There’s certainly a lot to explore with DeVito’s Penguin, who—in a stark contrast from Jack Nicholson’s predecessor villain, Joker—was presented as a tragic character, who, despite being born into wealth, was rejected by his parents over his physical deformities, forced to survive in the sewers, where he brewed a hatred for Gotham City, especially the aristocrats that remind him of his parents. Yet, after Batman provided enough evidence to derail a disingenuous, fiction-backed plot to become elected as Gotham City’s mayor, Penguin’s character nuance would rapidly metastasize into parody-level villainy with the attempted kidnapping and murder of Gotham’s children. That’s a threshold at which any kind of redemption arc attempt starts to delve into blind indulgence.

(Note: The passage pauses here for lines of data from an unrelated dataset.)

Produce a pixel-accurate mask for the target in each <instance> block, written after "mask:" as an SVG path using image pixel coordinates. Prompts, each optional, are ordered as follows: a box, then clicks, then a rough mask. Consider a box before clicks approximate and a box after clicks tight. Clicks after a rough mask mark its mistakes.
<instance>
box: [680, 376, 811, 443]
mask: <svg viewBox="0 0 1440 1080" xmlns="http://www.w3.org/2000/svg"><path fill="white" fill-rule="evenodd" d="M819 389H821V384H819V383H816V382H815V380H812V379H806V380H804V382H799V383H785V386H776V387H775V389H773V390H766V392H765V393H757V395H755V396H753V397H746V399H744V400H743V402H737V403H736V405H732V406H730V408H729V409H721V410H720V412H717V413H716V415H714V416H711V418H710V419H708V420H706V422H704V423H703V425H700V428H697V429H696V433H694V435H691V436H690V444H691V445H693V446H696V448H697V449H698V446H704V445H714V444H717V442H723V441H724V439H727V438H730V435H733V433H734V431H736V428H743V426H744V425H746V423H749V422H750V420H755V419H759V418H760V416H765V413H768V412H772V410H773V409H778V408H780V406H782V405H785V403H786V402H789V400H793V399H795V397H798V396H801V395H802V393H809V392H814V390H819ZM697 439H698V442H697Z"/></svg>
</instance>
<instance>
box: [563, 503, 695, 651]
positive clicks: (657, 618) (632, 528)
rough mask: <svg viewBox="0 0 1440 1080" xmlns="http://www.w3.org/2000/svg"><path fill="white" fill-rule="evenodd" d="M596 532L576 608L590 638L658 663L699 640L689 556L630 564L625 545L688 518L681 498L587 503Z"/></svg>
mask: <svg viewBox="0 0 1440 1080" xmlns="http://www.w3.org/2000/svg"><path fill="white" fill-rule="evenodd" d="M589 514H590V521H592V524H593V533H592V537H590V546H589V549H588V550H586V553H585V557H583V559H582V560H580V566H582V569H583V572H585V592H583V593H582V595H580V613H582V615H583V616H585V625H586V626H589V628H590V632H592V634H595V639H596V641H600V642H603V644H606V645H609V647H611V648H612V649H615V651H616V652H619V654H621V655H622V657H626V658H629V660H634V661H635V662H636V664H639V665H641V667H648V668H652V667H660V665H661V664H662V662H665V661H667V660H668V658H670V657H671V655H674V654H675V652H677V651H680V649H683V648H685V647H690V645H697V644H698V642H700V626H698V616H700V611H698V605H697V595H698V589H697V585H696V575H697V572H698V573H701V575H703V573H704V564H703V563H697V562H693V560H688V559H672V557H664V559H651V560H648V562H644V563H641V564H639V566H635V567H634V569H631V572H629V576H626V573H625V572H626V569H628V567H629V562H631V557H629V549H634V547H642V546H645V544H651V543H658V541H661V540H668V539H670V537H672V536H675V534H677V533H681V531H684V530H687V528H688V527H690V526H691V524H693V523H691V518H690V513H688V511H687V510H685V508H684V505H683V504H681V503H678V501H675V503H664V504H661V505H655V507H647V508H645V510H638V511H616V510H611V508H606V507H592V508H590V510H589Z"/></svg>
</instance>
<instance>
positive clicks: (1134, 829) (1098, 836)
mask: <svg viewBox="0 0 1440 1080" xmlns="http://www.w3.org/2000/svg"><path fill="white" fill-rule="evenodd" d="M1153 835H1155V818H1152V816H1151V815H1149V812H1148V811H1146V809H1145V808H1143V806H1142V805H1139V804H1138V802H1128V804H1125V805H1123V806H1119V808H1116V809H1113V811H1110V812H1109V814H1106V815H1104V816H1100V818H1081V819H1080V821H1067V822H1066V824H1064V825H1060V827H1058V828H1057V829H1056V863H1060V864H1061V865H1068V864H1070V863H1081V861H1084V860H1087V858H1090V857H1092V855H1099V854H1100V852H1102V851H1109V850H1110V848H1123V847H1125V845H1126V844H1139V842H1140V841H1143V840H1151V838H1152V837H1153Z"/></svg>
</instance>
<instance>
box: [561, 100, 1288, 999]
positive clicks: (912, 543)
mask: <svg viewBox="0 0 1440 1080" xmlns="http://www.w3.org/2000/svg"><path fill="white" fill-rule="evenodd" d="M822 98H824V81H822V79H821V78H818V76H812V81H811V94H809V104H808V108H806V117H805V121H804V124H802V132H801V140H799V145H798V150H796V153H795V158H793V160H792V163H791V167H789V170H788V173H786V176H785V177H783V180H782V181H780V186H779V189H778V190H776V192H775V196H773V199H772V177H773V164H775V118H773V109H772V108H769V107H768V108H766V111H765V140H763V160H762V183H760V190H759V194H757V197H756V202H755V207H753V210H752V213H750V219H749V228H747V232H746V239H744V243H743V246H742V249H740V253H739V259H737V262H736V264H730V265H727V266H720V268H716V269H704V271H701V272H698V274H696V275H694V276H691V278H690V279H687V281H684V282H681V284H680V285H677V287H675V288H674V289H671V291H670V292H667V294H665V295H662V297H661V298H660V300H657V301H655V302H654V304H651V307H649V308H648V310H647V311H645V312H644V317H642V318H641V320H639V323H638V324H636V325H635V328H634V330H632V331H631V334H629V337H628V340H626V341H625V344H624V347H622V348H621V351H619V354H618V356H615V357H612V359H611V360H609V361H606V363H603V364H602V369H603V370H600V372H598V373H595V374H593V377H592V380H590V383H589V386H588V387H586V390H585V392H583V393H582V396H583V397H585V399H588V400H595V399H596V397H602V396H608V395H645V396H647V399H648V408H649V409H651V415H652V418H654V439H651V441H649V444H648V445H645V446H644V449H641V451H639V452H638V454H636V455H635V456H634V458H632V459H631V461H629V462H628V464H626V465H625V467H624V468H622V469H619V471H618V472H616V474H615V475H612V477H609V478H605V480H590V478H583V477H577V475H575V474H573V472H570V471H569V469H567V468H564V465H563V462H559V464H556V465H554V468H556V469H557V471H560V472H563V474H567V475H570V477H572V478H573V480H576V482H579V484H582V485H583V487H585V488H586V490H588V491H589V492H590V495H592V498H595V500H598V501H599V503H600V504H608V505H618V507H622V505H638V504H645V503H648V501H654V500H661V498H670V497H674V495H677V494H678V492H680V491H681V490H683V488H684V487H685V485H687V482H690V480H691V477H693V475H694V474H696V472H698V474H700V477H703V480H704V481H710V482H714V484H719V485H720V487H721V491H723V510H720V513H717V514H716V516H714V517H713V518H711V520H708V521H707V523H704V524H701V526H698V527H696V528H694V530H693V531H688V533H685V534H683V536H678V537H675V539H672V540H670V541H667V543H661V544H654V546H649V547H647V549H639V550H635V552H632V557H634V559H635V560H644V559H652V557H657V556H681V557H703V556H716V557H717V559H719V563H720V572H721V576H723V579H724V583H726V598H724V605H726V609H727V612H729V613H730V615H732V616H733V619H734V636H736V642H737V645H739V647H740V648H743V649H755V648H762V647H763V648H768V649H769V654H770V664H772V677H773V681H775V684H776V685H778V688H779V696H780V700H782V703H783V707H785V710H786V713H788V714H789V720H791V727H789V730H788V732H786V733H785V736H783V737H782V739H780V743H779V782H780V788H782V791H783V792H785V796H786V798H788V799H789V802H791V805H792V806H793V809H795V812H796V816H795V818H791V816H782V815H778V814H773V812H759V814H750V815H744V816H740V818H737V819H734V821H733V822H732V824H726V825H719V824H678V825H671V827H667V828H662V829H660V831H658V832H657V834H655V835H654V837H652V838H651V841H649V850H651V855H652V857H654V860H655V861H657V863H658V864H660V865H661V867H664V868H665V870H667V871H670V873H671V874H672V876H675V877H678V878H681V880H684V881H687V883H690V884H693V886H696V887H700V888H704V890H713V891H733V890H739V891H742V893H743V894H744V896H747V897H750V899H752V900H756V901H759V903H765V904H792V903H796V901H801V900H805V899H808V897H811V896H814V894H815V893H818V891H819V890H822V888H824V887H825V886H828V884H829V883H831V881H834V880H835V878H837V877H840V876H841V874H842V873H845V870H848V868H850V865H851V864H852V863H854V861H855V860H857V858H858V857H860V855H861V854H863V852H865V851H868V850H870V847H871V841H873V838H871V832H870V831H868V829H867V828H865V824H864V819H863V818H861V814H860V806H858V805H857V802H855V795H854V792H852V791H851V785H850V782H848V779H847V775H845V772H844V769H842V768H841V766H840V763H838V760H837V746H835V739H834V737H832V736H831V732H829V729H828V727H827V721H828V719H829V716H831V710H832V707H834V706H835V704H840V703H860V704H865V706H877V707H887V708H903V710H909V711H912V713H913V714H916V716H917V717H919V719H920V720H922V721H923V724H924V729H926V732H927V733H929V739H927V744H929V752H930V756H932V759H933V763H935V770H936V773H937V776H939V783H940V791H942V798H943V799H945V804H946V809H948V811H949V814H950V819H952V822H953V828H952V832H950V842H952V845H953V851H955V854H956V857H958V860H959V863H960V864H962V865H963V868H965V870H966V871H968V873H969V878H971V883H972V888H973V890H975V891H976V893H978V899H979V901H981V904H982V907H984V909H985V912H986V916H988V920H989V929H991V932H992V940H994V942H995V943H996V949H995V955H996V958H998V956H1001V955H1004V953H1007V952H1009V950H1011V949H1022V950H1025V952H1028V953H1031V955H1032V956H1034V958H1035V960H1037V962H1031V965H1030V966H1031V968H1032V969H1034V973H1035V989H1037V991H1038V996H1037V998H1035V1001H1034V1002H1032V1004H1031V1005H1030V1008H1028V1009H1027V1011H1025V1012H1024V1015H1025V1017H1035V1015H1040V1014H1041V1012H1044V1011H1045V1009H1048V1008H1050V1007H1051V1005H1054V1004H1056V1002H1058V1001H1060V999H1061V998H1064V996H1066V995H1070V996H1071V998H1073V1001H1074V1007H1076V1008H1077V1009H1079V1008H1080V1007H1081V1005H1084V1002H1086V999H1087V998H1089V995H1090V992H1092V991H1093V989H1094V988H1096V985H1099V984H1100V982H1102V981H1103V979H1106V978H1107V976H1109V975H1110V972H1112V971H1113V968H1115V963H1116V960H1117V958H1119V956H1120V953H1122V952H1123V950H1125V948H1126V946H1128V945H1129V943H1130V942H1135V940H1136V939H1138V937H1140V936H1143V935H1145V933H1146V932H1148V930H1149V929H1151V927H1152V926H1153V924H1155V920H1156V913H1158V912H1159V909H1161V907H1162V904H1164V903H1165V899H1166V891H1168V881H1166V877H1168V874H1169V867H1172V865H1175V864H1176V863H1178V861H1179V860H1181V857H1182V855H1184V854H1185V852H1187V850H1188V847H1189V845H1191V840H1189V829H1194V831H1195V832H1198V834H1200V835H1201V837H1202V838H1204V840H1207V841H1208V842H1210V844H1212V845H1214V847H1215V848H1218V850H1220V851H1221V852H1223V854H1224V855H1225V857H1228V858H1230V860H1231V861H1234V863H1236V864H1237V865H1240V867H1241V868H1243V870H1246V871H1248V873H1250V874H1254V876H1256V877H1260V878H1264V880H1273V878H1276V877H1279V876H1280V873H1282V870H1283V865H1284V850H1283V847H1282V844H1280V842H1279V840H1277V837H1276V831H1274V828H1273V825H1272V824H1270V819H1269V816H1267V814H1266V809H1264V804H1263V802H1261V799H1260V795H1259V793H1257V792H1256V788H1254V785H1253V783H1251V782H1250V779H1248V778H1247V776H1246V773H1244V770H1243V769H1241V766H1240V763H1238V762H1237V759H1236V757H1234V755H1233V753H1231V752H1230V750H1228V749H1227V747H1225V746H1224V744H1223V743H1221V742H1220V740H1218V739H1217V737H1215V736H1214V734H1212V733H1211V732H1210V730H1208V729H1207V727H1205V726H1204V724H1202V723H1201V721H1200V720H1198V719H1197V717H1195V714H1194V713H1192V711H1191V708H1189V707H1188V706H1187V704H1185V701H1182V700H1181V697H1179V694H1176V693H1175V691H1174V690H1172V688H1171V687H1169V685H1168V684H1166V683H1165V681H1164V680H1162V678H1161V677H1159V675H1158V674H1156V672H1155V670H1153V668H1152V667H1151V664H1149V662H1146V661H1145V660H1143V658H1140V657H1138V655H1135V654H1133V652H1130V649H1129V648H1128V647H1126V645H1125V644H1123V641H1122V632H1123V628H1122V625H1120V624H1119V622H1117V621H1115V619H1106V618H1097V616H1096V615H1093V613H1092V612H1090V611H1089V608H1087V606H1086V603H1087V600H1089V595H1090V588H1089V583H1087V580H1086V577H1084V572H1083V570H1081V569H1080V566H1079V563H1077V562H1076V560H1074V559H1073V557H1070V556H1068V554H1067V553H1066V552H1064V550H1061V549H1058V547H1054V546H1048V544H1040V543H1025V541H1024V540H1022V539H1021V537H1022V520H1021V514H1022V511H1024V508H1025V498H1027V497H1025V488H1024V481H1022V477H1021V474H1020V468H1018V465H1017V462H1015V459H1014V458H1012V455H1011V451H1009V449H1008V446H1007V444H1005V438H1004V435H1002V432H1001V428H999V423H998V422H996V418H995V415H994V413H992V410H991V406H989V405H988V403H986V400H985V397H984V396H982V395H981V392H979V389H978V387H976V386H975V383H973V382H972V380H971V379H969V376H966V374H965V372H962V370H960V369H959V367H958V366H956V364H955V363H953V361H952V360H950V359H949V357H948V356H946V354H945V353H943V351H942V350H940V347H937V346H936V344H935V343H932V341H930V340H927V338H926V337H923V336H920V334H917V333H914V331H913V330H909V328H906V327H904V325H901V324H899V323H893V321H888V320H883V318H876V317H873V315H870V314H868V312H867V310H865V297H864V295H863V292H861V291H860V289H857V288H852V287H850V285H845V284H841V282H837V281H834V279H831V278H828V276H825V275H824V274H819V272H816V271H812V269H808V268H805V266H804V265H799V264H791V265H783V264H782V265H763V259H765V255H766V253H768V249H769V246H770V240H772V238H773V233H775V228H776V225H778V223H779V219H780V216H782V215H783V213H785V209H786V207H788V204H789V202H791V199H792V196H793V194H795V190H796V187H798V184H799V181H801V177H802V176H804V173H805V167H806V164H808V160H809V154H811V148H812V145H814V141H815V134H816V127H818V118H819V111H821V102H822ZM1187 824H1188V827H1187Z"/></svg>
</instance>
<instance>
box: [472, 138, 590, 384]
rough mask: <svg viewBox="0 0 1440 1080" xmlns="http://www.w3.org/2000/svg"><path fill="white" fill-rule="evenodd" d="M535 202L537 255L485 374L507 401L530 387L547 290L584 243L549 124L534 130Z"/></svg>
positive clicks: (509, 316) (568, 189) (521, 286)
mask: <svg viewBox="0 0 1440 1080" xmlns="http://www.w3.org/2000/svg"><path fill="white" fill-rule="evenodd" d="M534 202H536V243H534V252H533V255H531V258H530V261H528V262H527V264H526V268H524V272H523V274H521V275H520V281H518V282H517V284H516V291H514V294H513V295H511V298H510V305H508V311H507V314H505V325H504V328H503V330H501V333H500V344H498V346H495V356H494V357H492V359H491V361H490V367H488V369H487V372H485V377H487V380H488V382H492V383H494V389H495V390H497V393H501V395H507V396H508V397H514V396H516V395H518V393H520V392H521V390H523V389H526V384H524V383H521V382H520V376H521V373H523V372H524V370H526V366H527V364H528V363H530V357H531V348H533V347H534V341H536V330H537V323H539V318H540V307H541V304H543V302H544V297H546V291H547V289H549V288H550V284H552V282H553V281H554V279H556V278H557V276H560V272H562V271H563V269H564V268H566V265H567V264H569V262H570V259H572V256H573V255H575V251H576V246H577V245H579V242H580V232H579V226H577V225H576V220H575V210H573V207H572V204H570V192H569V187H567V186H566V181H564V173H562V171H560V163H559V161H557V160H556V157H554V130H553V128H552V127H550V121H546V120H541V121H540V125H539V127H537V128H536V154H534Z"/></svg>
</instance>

Nevertheless, the character was spectacularly constructed, and visually complements director Tim Burton’s displayed reverence for German silent-film-era Expressionism, with a look resembling Werner Krauss’s top-hat-touting title character in director Robert Wiene’s 1920’s horror genre breakthrough, The Cabinet of Dr. Caligari. That stylistic visual nod to the genre was also cemented with one of Oswald’s other quarries, Christopher Walken’s ruthless businessman Max Shreck, who shares a name with the actor who portrayed the monstrous Count Orlok in F.W. Murnau’s trailblazing 1922 vampire flick, Nosferatu. With appreciation for this aspect only having grown over the years, interest among fans would be quite prevalent to see DeVito’s grossly-Gothic version of Oswald Cobblepot make a big screen return of some kind, especially given the likely scenario that Keaton’s cape-and-cowl return in The Flash will see nostalgia for Burton’s duo of Batman films surge.
“There is a little Oswald in me,” declares DeVito. “They afforded me that opportunity and I feel very grateful and would I like to revisit it? Why not! It was a really great moment in time for me.” Indeed, it seems that, when it comes to DeVito, the will for a Penguin return is clearly there, but will there be a way? Such a scenario would involve luring Tim Burton back for a DC Extended Universe offering—maybe even back opposite Keaton’s Dark Knight. Well, stranger things have happened, especially since we have Sony-Spider-Man helmer Sam Raimi directing an MCU movie with 2022’s Doctor Strange in the Multiverse of Madness.
In the meantime, your long-awaited fix for the resurgence of Burton’s Batman franchise will occur in a little less than a year, with The Flash currently scheduled to whoosh into theaters on Nov. 4, 2022. As for DeVito, you can catch him on It’s Always Sunny in Philadelphia, which, currently in the midst of its fifteenth season (with no sign of stopping), airs on FXX.